Slide 2: There are several types of basis functions, each with its own unique properties and advantages. Polynomial, Gaussian, Sigmoidal, Periodical, B-Splines, and Cubic Spline are some examples of commonly used basis functions.
Slide 3: Polynomial basis functions are used for modelling simple relationships between predictors and targets. Periodical basis functions are used for phenomena that happen periodically. For example: oscillations, clustering or time series analysis.
Slide 4: Sigmoidal basis functions are also used for non-linear relationships in the data. An example of its field of use is in the learning of neuronal networks and the discovery of functions which suit well for the resolving in supervised learning. Gaussian basis functions use the Gaussian probability density function as a basis function. Because they can model non-linear relationships very well they are for example used for supervised learning problems with non-linear relationships between predictor and target. They are local basis functions, which is useful because of its faster computation.
Slide 5: B-splines can be used to approximate splines over a set of points. They are also used to approximate nonlinear functions and non-periodic data. They can f.e. be used for computer aided geometry design programs. Cubic splines are piecewise cubic functions presented as a smooth curve with a given set of points. So it is used for situations where smooth curves have to be modeled.
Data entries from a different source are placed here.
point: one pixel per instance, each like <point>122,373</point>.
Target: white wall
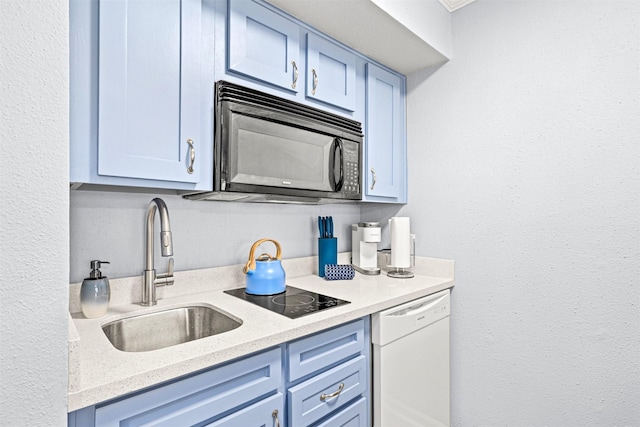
<point>524,156</point>
<point>34,208</point>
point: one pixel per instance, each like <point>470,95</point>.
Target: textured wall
<point>524,161</point>
<point>111,227</point>
<point>34,253</point>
It is an efficient method for data interpolation and is used by f.e. engineering for curve fitting.
Slide 6: As we increase the number of parameters, our model becomes more accurate, but there is a risk of overfitting if we use too many. Here you can see a graphical example for underfitting, a good fit to the data and overfitting .This is why the process of model selection is crucial and involves finding the appropriate choice of basis functions and the appropriate value for the regularization parameter λ. Our goal is to find the ‘best’ model, which is the one that generalizes well on future data. To evaluate the performance of our model, we use metrics such as root mean-squared error, Akaike Information Criterion (AIC), or Bayesian Information Criterion (BIC) on a test dataset. This allows us to determine the model with the lowest generalization error, which is the performance of the model on unseen data. Here you can see how rmse indicates how well the chosen basis function approximates the underlying function. Additionally, to prevent overfitting, it is important to divide our training dataset into three parts: training, validation, and test datasets. Using the training dataset to train our model, the validation dataset for model selection and the test dataset for final evaluation, we can ensure that our model has the lowest generalization error.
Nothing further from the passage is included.